TEACH Act Fair Use Checklist

The Fair Use provision, Section 107, of the U.S. Copyright Act has a four factor test for the use of copyrighted materials:

  1. The purpose and character of use, including whether such use is of a commercial nature or is for nonprofit educational purposes;
  2. The nature of the copyrighted work;
  3. The amount and substantiality of the portion used in relation to the copyrighted work as a whole;
  4. The effect of the use upon the potential market for or value of the copyrighted work.

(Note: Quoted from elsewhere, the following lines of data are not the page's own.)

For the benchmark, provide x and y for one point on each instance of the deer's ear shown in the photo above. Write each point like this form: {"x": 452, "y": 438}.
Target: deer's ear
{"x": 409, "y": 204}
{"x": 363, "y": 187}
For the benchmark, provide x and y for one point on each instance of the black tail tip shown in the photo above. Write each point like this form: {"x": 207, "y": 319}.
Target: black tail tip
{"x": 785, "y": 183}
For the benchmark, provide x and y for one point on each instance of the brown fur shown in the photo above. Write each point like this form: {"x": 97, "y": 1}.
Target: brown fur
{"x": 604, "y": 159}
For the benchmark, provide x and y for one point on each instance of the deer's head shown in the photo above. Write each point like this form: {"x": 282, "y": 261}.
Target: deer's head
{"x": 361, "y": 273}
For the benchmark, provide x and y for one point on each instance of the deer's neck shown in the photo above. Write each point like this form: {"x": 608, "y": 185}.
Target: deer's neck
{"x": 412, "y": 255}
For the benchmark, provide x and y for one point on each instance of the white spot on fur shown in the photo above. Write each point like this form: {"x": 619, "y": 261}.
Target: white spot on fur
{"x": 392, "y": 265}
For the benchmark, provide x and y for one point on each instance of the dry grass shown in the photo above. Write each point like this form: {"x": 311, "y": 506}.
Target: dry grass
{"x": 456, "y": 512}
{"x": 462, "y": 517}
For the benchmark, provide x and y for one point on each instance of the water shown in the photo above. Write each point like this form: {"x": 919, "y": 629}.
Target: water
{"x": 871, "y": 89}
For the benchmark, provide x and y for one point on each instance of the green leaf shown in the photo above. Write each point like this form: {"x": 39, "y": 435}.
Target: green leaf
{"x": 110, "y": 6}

There is no simple test to determine Fair Use. Court rulings have/are examining and developing boundaries. This checklist is a guide for determining if an intended use falls within the Fair Use exception to the Copyright Law.

General Guidelines

Section 1: Purpose

  1. Is the use for teaching, research or scholarship in an accredited nonprofit educational institution?
  2. Is the use for criticism, comment, news reporting or parody?
  3. Is access limited to students enrolled in the course?
  4. Is the work directly related to the class session?
  5. Is the material being used in face-to–face instruction?
  6. Is the use of the material transformative or productive? (Does it use the work in a new way?)
  7. Is attribution properly given to the copyright holder?
  8. Is the work part of systematic mediated instructional activities?

For-profit, commercial, entertainment, systematic, improperly attributed use generally opposes Fair Use.

Section 2 – Nature

  1. Is it a published work?
  2. Is the copyrighted work out-of-print?
  3. Is the work in the public domain?
  4. Is it a factual or nonfiction based/nondramatic work?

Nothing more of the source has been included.